Wednesday, March 14, 2012

Don't Whack That Mole

I don't usually read articles about Beauty. They can be hard on your wallet. Still, the one in the paper recently about achieving lush brows caught my eye.

There are lots of beauty articles. They're there to keep the ads for beauty products from running together. I ignore them. Play Up Your Cheekbones! Not applicable. I'd need joint compound and a Sharpie. Best Swim Suits For Your Body Type! Got it. Something in a split-level, with an awning and good foundation plantings. A Firmer Bottom In Ten Steps! No thanks. My bottom is plenty firm and it took way, way more than ten steps.

But I read the whole lush eyebrows article. I never had lush eyebrows, but at least I had eyebrows. My mom told me I was lucky to have them, because she didn't. Since I take after my mom, I should have taken that as a warning.

Because one day I noticed they had gone away. No note or anything. I don't  know if they got paler, fell out, or just rode the last estrogen bus out of town. One day they simply weren't there; I looked like Mrs. Potato Head between renovations. Now obviously it couldn't have happened overnight, but I hadn't noticed. That's kind of normal, that lack of attention. It's why some men spend more time on their hair the less they have. Bit by bit their hair falls out and doesn't come back, and day by day they attempt to patch things up, until after a few years they have a routine that produces an effect everyone finds highly comical. But they keep doing it. Don't they realize how it looks? They do not. When you're coping with hair loss one day at a time, every day requires a new affirmation that you have things under control. I used to work with a guy who parted his hair just above his right ear and glued the longest strands over the top of his head. It's his last battle. He parted his hair a little further down the mountain every year and sent the troops charging up, but in time the forces were depleted.

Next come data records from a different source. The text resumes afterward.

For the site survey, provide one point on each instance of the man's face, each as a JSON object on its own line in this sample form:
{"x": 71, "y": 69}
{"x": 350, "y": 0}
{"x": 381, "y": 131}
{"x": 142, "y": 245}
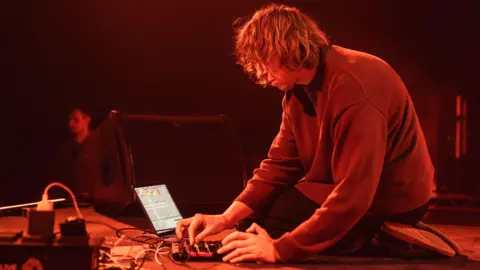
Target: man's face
{"x": 278, "y": 76}
{"x": 79, "y": 122}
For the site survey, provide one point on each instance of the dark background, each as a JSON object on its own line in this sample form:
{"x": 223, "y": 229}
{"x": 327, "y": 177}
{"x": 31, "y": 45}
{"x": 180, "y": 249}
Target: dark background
{"x": 175, "y": 57}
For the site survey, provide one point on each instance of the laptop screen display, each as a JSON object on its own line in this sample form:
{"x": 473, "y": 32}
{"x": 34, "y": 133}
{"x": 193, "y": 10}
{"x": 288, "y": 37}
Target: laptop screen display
{"x": 159, "y": 207}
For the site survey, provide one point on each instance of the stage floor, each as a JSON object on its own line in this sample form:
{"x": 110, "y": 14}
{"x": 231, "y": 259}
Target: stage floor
{"x": 468, "y": 238}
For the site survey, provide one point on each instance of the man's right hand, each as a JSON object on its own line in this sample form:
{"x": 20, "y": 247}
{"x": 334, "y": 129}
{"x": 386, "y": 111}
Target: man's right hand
{"x": 200, "y": 226}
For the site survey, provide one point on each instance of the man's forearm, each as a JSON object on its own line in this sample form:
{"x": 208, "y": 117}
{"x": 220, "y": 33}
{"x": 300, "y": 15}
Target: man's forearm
{"x": 237, "y": 212}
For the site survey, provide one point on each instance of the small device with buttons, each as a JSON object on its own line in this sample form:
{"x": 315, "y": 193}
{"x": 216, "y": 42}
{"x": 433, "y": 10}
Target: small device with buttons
{"x": 203, "y": 250}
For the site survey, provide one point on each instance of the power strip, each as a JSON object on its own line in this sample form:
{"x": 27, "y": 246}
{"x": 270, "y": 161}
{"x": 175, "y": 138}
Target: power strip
{"x": 122, "y": 247}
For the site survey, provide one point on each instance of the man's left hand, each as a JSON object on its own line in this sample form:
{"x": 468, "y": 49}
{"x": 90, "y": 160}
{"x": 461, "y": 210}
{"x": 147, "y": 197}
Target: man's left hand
{"x": 254, "y": 245}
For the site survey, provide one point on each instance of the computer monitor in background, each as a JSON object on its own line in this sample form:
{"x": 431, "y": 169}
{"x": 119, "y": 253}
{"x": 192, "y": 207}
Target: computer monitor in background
{"x": 199, "y": 158}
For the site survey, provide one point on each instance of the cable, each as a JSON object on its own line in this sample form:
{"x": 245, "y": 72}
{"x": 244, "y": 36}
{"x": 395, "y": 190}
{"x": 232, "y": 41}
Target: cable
{"x": 45, "y": 196}
{"x": 133, "y": 229}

Now they don't even make it to the top of the hill. One day all he'll have to send to the fight is mercenary ear hair.

Another fellow on my mail route was well into his dapper nineties and still spent the better part of each morning creating his coif out of optimism, red dye and back hair. He had eighteen long strands at the base of his neck and he motivated them with antique hair gel and sent them up his nape and over his crown, where they sat curled up on his forehead like a thin, damp rat. I admired him, I really did. He just wanted to look nice, and everyone who looked at him smiled back, hard, so he knew he was doing a good job.

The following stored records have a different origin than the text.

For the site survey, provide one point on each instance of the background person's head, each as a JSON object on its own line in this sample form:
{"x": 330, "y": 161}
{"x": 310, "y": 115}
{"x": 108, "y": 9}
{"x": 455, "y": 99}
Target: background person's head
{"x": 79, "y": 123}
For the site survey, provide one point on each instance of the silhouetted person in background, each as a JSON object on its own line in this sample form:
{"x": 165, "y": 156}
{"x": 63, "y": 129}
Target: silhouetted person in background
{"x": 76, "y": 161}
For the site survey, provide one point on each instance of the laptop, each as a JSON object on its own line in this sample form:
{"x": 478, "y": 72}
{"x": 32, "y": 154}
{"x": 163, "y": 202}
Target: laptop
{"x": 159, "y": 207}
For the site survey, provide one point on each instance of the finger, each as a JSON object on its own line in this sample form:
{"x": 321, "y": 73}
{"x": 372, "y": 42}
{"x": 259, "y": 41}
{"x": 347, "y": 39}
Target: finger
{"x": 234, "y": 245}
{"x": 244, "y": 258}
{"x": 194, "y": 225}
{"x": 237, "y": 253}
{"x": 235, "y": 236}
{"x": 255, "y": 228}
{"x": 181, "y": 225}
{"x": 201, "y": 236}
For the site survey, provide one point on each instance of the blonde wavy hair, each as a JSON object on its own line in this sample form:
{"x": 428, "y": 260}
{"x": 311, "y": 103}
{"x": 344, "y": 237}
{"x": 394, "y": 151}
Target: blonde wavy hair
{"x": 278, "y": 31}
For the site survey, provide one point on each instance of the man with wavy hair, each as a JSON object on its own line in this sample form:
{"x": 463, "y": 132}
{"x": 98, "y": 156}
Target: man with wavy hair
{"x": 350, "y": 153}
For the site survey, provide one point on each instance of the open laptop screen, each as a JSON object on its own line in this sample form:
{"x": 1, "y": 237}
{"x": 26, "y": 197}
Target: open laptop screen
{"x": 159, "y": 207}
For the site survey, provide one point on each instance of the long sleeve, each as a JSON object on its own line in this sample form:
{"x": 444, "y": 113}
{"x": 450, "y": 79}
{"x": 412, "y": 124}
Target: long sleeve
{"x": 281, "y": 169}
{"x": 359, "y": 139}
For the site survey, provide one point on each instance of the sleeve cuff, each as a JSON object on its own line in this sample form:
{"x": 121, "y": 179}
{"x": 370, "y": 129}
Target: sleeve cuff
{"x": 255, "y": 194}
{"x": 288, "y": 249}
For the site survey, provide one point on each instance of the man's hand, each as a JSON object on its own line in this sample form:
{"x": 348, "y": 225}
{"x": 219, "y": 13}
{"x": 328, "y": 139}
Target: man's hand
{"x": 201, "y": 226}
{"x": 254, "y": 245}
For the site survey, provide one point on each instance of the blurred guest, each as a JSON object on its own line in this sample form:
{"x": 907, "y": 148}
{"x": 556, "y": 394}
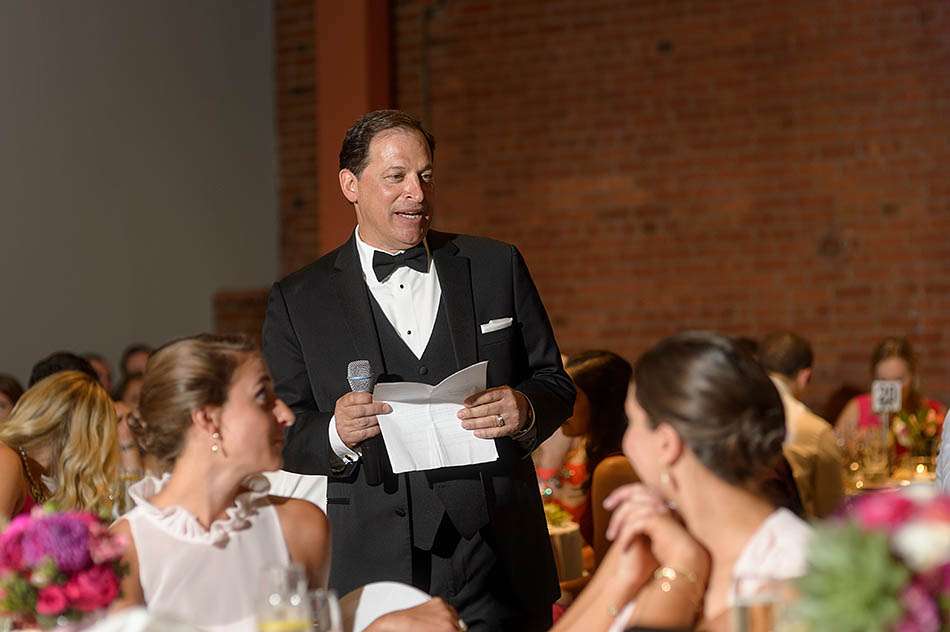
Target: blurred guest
{"x": 601, "y": 378}
{"x": 60, "y": 361}
{"x": 134, "y": 359}
{"x": 810, "y": 442}
{"x": 59, "y": 445}
{"x": 706, "y": 426}
{"x": 10, "y": 392}
{"x": 101, "y": 366}
{"x": 560, "y": 464}
{"x": 893, "y": 359}
{"x": 129, "y": 390}
{"x": 943, "y": 458}
{"x": 208, "y": 406}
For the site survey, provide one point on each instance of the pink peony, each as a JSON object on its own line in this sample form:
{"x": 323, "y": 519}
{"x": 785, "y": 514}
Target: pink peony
{"x": 51, "y": 601}
{"x": 11, "y": 543}
{"x": 106, "y": 547}
{"x": 937, "y": 510}
{"x": 883, "y": 510}
{"x": 93, "y": 589}
{"x": 921, "y": 613}
{"x": 60, "y": 537}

I, too, for a while, was able to imagine I still had eyebrows, because if I rumpled my brow into little hills, the shadow they cast mimicked the original equipment. As a woman, I don't have that much of an eyebrow ridge. It's the men who have a prominent jutting forehead, part of the original gorilla kit they still enjoy. I've only got enough of a ridge to fluff my remaining eyebrows. For years now they've strung themselves out up on that hill, brave, thin little soldiers peering out over the landscape, only to be picked off by sniper zits from below. Who were probably tipped off by a mole.

And I know just which mole. It's hunkered right up there on the eyebrow ridge, and I've had it all my life. There was always a little nubble under the skin, but it wasn't anything anyone noticed. At least I don't remember it casting a shadow before. I don't remember it getting in the way when I watched TV, or sending out for its own pizza. The only thing I can conclude is that the mole ate my eyebrows. If we sliced it with a lancet, fur would fly. I'm afraid to have it removed.

So I read the whole article hoping for a revelation. Apparently the key to achieving lush eyebrow growth--you'll want to jot this down--is to quit pulling them out. You need to get all your brow hairs on the same growth cycle, because otherwise the ones you want will stay underground in case you were planning to tweeze them too. They're very sensitive that way. Mine are presumably so sensitive they react to other people's eyebrows being plucked, because I've certainly never done it. Also, in extreme cases, you can have a transplant of your own hair into your brow. This could work out. You know, depending on the source.

As far as I'm concerned, we missed a genetic bet not crossing Frida Kahlo with Martin Scorcese. Their descendants would have to mow their foreheads, but for the sake of humanity, it would have been worth it.

75 comments:

  1. My father had such luxuriant eyebrows that if bored (say at dinner parties) he could plait them as a subtle hint to my mother that she should evict the dinner guests or make noises about them leaving.
    I am grateful not to have inherited that gene.

    ReplyDelete
    Replies
    1. I'm guessing some of the guests left on their own.

      Delete
  2. I never plucked mine but found within the last year or so that I have one hair on each brow that wants to grow long and go it's own way. I tried to tame them to no avail. They now get plucked when I notice them doing their own thing. Poor little hairs. :o)

    ReplyDelete
    Replies
    1. Me too ! Only I only have one on one side that goes north. All the others are well behaved. I fear that the future will have all the behaviors dropping out and i'll be left with just the one.

      Delete
    2. And, as we have seen, if you have one long enough, you can train it right over the ridge. No one will know.

      Delete
  3. I was always satisfied with my eyebrows, groomed them myself, mind you. Then, while the chemo was making me as bald as the day I was born, they eyebrows disappeared. Everything I tried to re-create the look left me looking like Mr. Spock.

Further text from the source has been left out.